This summer has seen an unprecedented level of attention given to the future of the UK’s ailing broadband infrastructure.
It is long overdue. Evan Wienburg, founder and CEO of TrueSpeed Communications explains that the National Infrastructure Commission’s recent calls for investment in a digitally-driven economy to the UK Government’s Future Telecoms Infrastructure Review and its vision of a full-fibre broadband future, connectivity is finally back on the agenda.
For rural businesses in particular, such clarity of vision may have arrived late in the day but it is nevertheless a most welcome intervention.
Currently, many companies based outside of the cities are struggling to keep up with the digital economy, not due to a lack of skill or want, but the simple consequence of inadequate infrastructure which cannot support today’s basic connectivity needs, let alone the needs of tomorrow.
For these businesses, the proof must now be in the pudding, with the Government’s stated full-fibre intentions serving as a call to action across both the public and private sector.

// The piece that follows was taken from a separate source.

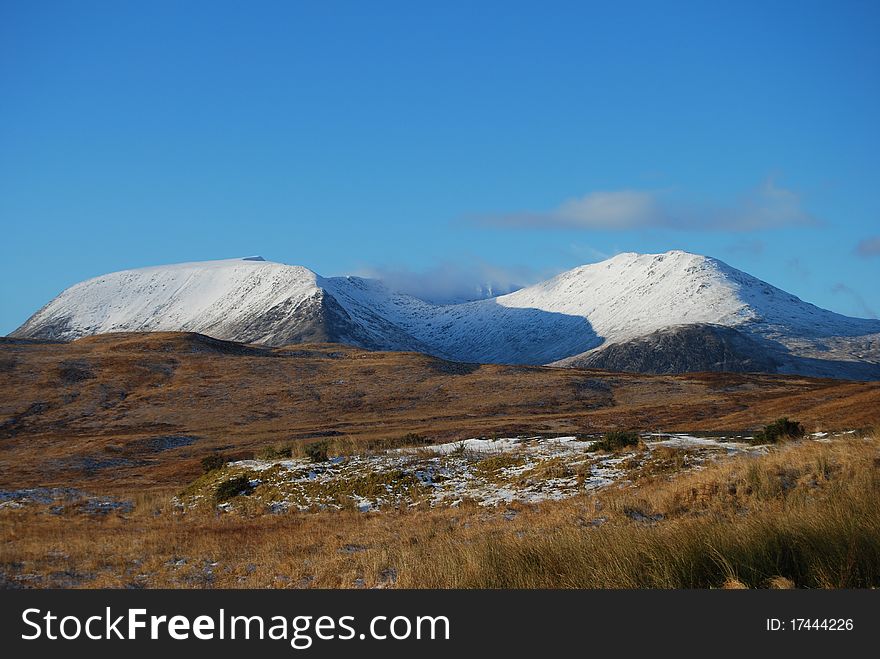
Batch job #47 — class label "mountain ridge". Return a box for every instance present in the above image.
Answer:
[10,250,880,379]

It’s time to convert rhetoric into action, so that, as we move towards a post-Brexit world, British-owned businesses can thrive across all parts of the UK.
Digital connectivity is the lifeline to thousands of rural businesses operating outside the major UK cities that combinedcontribute upwards of £229 billion to the UK economy. Regardless of location, every business is now heavily reliant on access to the internet, whether its making e-commerce payments or providing online customer support. In 2018, fast and reliable internet must be seen as a utility, for it is as vital as electricity in any home or office.
Inadequate infrastructure hampers growth and profitability as well as diluting regional talent pools and discouraging local investment. For example, many commentators cite the technological revolution over the past 15 years as being key to unlocking the possibility of flexible working across the UK, which has in turn expanded the labour market.
But while this may be true for urban-based employees, many of their rural counterparts simply cannot work from home – a great irony given how many people move out of cities to try and improve work/life balance. At a time when, in many cities, price hikes in urban housing are causing a huge problem for job seekers, the reasons for stimulating rural economies are self-evident.
Yet as things stand, these rural areas struggle to support business needs. Local communities are subsequently eroded by the ongoing drain of talented workers to the cities, simply because the local economy isn’t strong enough to keep them there.
To date, these rural businesses have been left bemused by a succession of ill-conceived stop-gap solutions to try and stop them falling even further behind in the connectivity stakes. Earlier this year an agreement was formed between government organisations and the Church of England to try and use church spires in local villages to extend wireless broadband provision to the community. It will come as no surprise to learn that the partnership has not yet delivered impactful results across rural Britain. That’s not down to a lack of effort – it’s because it’s the wrong solution, a short-term fix when a long-term vision is what’s required. We shouldn’t be thinking purely about keeping our businesses competitive over the next five years. This is about equipping our country with an infrastructure capable of delivering for several generations.
As the Government-backed full fibre push now begins in earnest, more and more stories are already appearing about rural communities taking the issue of woeful internet connectivity into their own hands. There are great examples of community broadband schemes delivering with speed, clarity and vision, from Broadband for the Rural North to High Speed Universal Broadband in Scotland, highlighting how to achieve connectivity success without government funding. Such communities will continue to force their way into the digital economy and help UK plc migrate to a full fibre future. Similarly, private sector infrastructure firms are also proving that – contrary to the grumbles of certain prominent incumbents – it is indeed possible to equip hard-to-reach rural areas with ultra-fast broadband while turning a profit. For local authorities tasked with plugging the remaining connectivity gaps, the smartest thing they can do is consult with the communities they seek to support, asking rural businesses and entrepreneurs about their needs in order to co-create a vision of what the regional digital economy needs to look like in each locale.
As we battle on through this current period of economic and political uncertainty, building a truly future-proof broadband infrastructure in rural communities is vital to ensuring the UK economy holds its own. But more than that, it’s the foundation for a more equitable and balanced future for UK plc – and every one of its employees.